Monday 6 February 2012

The Cringe-Factor


Today’s news story in the Sydney Morning Herald is remarkable.

The 10-minute video — entitled "Opportunities to be Awesome" (classy) encourages staff to tell customers about new online self-service facilities in a bid to get more Telstra (Aussie telco) customers using online facilities rather than call centres and shop fronts. This isn’t the actual story though – they’re writing about how embarrassing the video is. 

Fantastic. I wish more journalists would do this.

Remarkable not because of its content or style (which, sadly, is all too common), but because there are so little opportunities to experience any company's internal video culture. They aren’t usually online anywhere you can access easily, and companies seem to keep them hidden.  So when it makes the news, it teaches us all a few significant lessons. 

One reason the standard of programme-making is so poor is that there’s not eough of an  online community tearing down the rubbish stuff and providing an ecosystem that would raise the standards.

Here are three theories of mine – possible reasons that this happens so much in corporate culture:

1.              Everyone thinks they can make TV.  I mean, how hard can it be? We’re creative comms people (really?) and I watch a lot of TV
2.              Low budget means low quality.  Corporate comms departments are being cut.
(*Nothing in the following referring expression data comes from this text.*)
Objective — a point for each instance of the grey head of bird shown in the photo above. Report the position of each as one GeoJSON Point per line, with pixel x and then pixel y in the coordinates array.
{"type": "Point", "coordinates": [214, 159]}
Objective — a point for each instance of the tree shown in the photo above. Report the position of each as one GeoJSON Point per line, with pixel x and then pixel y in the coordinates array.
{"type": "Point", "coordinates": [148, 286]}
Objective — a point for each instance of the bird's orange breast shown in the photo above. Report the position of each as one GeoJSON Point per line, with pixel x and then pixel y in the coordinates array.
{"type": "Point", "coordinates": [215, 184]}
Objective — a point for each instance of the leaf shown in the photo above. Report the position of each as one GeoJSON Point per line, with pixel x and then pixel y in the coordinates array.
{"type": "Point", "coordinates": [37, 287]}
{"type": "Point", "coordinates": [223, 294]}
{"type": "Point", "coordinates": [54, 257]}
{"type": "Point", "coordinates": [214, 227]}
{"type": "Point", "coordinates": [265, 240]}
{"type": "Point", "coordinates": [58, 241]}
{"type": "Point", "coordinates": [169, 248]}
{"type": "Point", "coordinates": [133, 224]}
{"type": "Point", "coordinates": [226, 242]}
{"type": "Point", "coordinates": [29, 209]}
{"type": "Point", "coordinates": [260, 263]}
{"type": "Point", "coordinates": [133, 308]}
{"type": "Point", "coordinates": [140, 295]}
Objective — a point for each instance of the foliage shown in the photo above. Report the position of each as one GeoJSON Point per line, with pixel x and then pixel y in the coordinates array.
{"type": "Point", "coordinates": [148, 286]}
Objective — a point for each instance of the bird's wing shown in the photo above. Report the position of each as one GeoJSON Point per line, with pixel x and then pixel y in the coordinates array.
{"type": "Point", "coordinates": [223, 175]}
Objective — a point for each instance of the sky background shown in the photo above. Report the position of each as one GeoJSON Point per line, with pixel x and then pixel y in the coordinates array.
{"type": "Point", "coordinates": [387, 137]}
So how come hundreds of independent film makers win awards on one fraction of the budget? With incredible storytelling, passion and execution, too.
3.             Internal communications managers treat employees like idiots. They stoop to the lowest common denominator, and try to hit a massive cross section of a globalised company population. Up your game and the audience will up theirs.

Telstra's response was no surprise.

“While employees have told BusinessDay they found the training video "embarrassing" and "demeaning to staff", Mr Schenkel, who appears in a red hooded jumper, said he was given positive feedback from the first sessions.”

Yeah. I’ll bet. I mean, who is going to tell a senior executive that his video was crap. That’s a career move…

The real shame is that this kind of story puts companies off from trying exciting approaches and creativity, the very things they need to be effective.

My advice:
Choose carefully from agencies that have experience in the approach you are considering...and get out of the way!

Please.

Do you have any great examples of patronising internal videos? Let me know! 
I'll start a gallery. That way we can stop some of this happening in future.